Zimbabwe in Crisis: Finding a Way Forward
Zimbabwe in Crisis: Finding a Way Forward
Table of Contents
  1. Executive Summary
Report / Africa 3 minutes

Zimbabwe in Crisis: Finding a Way Forward

Zimbabwe is in a state of free fall. It is embroiled in the worst political and economic crisis of its twenty-year history as an independent state. The crisis has negatively affected virtually every aspect of the country and every segment of the population.

Executive Summary

Zimbabwe is in a state of free fall. It is embroiled in the worst political and economic crisis of its twenty-year history as an independent state. The crisis has negatively affected virtually every aspect of the country and every segment of the population. It has exacerbated racial and ethnic tensions, severely torn the country’s social fabric, caused fundamental damage to its once-strong economy, dramatically increased the suffering of Zimbabwe’s people, accelerated a damaging brain drain, and increased the use of state-sponsored violence, the perpetrators of which operate with impunity. An HIV/AIDS epidemic only adds to the catastrophe. Significant post-independence achievements in racial reconciliation, economic growth, and development of state institutions have already been severely eroded. Zimbabwe, which after independence was one of Africa’s best hopes for establishing a healthy democracy and prosperous economy, is now descending into a cycle of poverty and repression.

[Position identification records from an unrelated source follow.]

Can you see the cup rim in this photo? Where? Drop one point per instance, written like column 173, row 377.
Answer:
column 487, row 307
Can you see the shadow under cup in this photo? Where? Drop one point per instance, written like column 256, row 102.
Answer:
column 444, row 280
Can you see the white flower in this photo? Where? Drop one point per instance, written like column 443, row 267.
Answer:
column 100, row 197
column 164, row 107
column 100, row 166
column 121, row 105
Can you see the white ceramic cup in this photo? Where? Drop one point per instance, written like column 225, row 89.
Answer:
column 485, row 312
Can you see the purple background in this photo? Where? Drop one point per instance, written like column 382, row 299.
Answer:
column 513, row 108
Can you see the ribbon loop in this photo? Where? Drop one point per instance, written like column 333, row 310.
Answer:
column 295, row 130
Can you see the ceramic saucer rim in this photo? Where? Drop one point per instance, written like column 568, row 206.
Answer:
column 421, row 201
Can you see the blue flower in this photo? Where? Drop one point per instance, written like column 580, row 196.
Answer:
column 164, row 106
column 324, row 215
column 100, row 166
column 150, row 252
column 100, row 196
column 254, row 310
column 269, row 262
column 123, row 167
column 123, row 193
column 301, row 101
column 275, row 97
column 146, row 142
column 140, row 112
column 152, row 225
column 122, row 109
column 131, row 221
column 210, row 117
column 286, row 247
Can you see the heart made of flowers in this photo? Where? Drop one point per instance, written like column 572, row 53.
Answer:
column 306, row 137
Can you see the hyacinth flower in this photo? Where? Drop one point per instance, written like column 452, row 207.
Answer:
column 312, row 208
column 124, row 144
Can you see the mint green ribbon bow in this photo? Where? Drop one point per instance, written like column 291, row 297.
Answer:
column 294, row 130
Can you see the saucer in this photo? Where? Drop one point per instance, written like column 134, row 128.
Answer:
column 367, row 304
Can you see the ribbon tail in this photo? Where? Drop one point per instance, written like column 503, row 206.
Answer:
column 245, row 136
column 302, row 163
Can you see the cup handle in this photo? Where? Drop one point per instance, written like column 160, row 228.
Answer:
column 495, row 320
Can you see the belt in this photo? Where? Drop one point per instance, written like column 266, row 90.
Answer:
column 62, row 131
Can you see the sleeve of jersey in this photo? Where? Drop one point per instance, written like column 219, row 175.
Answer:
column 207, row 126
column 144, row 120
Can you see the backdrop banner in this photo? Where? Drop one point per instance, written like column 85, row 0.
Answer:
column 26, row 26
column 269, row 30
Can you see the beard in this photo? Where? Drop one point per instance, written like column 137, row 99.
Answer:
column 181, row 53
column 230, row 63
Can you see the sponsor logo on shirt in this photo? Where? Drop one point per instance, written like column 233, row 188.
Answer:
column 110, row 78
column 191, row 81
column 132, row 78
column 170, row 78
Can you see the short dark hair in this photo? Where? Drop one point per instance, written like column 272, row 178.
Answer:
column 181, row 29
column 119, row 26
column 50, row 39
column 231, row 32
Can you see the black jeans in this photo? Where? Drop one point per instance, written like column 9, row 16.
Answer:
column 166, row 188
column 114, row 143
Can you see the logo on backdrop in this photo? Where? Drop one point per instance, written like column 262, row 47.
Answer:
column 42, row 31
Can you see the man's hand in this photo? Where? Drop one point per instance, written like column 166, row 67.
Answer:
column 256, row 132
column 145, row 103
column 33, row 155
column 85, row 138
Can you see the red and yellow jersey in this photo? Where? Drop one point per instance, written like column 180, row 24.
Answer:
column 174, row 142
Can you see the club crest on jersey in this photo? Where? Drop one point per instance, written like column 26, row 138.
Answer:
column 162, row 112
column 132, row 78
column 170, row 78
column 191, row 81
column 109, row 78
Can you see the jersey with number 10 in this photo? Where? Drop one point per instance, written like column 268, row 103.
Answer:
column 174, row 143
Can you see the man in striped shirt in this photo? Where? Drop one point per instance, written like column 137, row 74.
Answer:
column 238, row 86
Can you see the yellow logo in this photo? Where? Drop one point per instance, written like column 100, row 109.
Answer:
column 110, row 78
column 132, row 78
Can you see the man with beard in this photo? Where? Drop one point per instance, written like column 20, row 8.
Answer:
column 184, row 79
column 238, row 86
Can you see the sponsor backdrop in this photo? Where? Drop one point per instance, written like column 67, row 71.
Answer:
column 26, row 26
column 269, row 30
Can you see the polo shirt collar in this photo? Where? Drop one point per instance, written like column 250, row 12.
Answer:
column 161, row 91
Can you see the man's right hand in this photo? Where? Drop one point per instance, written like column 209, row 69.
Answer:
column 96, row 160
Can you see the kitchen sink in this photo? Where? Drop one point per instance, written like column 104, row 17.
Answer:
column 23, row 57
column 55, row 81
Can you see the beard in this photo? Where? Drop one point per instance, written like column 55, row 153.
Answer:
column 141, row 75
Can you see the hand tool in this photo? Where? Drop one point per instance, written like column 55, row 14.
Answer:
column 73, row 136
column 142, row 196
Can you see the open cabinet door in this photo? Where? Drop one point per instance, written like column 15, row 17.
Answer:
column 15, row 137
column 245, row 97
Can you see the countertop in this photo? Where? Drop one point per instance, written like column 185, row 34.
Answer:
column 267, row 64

The crisis has not only been an unmitigated disaster for Zimbabwe. Erosion in the value of the South African currency and the Johannesburg Stock Exchange is blamed on events in Zimbabwe. Neighbouring Mozambique, Zambia and Malawi have also been hurt economically by the drop in investor interest. Zimbabwe’s involvement in the Congo war in August 1998, driven by Mugabe's ambition both to assert his leadership in the region and to gain access to the Congo’s resources, has externalised the country's internal problems. As Zimbabwe’s troubles intensify, they increasingly will destabilise the entire southern African region. And the high profile nature of the assault on what has been an internationally linked private sector is having negative repercussions on perceptions of the investment potential for the entire continent.

Responsibility lies with President Robert Mugabe’s government, which has mismanaged the economy, institutionalised state violence, and moved further toward autocratic rule. When the people of Zimbabwe began organising to change the government through democratic means, the ruling party, the Zimbabwe African National Union-Patriotic Front (ZANU-PF) responded with widespread and systematic violence and intimidation.

In a remarkable irony, the actions taken by the government are based on the very same laws – still on the books – Ian Smith’s white minority regime used to repress opposition in the 1970s. The law now being used to prosecute opposition leader Morgan Tsvangirai is the same law under which Mugabe and his comrades were imprisoned during their liberation struggle.

Confronted with plummeting popularity and a diverse coalition seeking fundamental reforms, the ZANU-PF leadership appears willing to do anything to stay in power. Using war veterans, police, army, and other ZANU-PF supporters to suppress violently all opponents, the party’s only objective is to maintain its hold on power. Robert Mugabe has institutionalised an authoritarian system in Zimbabwe that is aimed at ensuring ZANU-PF controls the keys to the doors of power even if it means the entire house may burn to the ground.

Since the end of the 90s, a political opposition, based on the transformation of the trade union movement, has been growing in response to the mismanagement of the economy and the country. Civil society groups, a new political opposition party, and a well educated, entrepreneurial population have combined to form a significant coalition to challenge the government’s authoritarian rule directly. The southern African region and the broader international community must refocus their efforts in support of positive change in Zimbabwe

After analysing the causes of the crisis, this report sketches a strategy for change not unlike that undertaken by the international community in Yugoslavia. Regional states, the Commonwealth, the EU and the U.S. should seek to persuade Mugabe to allow the scheduled presidential election in 2002 to be conducted freely and fairly, set clear conditions as to what a free and fair election means, and offer assistance to civil society and pro-change groups to help level the political playing field. The international community should also work to resolve and help finance the solution for the land issue proposed by the UNDP, to neutralise its potential for misuse as an election issue.  If Mugabe will not permit free and fair elections, the international community should apply sanctions that impact on the political leadership – a freeze on personal funds and travel restrictions – but not on the general population, and the Commonwealth should suspend Zimbabwe.